L'association accuse les gouvernements central et régional de vouloir se débarrasser des mineurs à tout prix sans se préoccuper du respect de la loi en vigueur ou des principes élémentaires des droits de l'Homme. Le rapport révèle aussi qu'il existe une certaine animosité des autorités envers ces enfants qui souffrent d'agressions et d'abus ainsi que d'une forte discrimination à laquelle ils sont soumis du fait qu'ils soient d'origine marocaine.

"Nous ne devons pas permettre que la démagogie et des préjugés racistes des autorités compétentes -gouvernement central et autonomies- convertissent le sujet en un problème d'immigration…il s'agit d'enfants, et c'est sur cette base qu'il faut qu'ils soient traités, avec tout le système de protection auquel ils ont droit." conclut le communiqué.

Dans le cas des douze mineurs de Sebta cité par le rapport, les expulsés n'ont, à aucun moment, été entendus par le procureur, comme l'exige la loi. En plus, il n'y a pas eu de prise de contact avec les services sociaux au Maroc ou avec les familles des enfants.
Avant d'être conduits à la frontière, ils ont souffert d'incarcération ce qui va à l'encontre des normes qui interdisent de mettre des enfants en état d'arrestation dans les locaux de la police. Autre aspect de violation des droits des enfants, la non identification des enfants par un procédé de documentation qui est d'usage dans leur cas.

Tous ces comportements, particulièrement à Sebta, se produisent en l'absence du contrepoids de la justice qui est censée parer à de telles attitudes, mais qui laisse noter une certaine complicité. "Cette position de la justice met en doute tout le système de l'Etat de droit" rajoute le rapport.
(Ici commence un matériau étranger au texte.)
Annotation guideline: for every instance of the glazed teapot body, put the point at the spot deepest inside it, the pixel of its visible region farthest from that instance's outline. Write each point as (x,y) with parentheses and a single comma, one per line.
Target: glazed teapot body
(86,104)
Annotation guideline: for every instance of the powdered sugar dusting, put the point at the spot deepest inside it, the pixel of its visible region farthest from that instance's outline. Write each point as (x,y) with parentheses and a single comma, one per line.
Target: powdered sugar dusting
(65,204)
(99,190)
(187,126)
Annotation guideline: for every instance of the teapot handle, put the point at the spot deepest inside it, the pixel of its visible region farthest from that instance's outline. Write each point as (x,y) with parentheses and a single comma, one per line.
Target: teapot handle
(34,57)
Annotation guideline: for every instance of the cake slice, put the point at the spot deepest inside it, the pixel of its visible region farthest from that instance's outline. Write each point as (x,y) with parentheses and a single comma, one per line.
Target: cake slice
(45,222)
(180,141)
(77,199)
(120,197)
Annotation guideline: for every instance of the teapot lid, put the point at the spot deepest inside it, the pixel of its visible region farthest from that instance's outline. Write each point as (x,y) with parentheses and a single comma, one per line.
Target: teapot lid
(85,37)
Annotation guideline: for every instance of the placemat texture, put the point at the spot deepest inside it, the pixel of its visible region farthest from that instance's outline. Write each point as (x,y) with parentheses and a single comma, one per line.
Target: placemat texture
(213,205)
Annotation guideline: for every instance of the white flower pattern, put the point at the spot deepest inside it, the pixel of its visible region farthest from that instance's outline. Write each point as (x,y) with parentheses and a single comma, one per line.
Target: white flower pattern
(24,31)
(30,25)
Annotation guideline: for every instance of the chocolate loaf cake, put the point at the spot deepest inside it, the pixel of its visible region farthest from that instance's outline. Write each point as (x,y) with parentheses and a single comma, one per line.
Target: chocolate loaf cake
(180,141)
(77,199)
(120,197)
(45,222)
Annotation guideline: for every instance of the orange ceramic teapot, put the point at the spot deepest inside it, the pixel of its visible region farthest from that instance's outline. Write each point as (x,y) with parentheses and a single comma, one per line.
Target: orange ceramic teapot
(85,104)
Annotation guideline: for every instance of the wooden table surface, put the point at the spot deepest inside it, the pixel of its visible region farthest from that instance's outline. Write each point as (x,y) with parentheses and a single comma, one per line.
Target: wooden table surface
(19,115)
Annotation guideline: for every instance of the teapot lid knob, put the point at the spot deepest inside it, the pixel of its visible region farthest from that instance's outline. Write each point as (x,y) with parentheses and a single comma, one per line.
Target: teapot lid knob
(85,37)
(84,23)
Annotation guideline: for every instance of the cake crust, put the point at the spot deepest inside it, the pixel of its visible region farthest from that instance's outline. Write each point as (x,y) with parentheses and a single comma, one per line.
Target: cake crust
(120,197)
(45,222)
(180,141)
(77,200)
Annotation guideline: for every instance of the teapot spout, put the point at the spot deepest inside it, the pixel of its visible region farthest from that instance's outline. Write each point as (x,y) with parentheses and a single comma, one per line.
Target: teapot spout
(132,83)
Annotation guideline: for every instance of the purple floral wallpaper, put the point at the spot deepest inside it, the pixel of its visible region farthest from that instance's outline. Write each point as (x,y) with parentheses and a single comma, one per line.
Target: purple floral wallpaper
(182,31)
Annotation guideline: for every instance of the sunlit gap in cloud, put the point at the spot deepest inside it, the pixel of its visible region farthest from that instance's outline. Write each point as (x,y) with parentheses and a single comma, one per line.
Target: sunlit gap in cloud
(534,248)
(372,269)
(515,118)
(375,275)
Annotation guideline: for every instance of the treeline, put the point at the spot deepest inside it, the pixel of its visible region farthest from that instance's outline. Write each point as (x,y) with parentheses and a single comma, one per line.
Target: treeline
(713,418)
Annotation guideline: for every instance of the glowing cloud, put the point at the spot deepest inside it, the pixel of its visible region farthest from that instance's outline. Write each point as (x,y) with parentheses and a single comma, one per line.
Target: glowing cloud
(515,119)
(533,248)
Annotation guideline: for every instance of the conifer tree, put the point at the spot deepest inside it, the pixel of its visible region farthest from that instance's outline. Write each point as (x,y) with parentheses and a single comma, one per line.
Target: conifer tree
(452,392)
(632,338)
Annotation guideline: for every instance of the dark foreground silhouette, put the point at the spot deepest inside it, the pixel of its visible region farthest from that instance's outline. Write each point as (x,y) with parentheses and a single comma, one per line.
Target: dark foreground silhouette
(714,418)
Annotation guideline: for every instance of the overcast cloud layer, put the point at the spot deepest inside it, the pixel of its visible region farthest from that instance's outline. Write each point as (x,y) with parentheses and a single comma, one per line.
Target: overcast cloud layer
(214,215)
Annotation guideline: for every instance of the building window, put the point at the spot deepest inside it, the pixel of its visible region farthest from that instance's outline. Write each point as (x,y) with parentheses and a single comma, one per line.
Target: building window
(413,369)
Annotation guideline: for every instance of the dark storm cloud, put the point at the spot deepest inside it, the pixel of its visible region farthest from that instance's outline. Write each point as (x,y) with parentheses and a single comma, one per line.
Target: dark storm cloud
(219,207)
Enfin, l'association a annoncé qu'elle allait entreprendre des actions judiciaires avec "l'espoir de voir le ministère public exercer son autorité pour que la législation soit respectée conformément à la Constitution et à la déclaration universelle des droits de l'Homme, ainsi qu'aux principes des droits de l'enfant qui sont violés à Sebta et Melilla."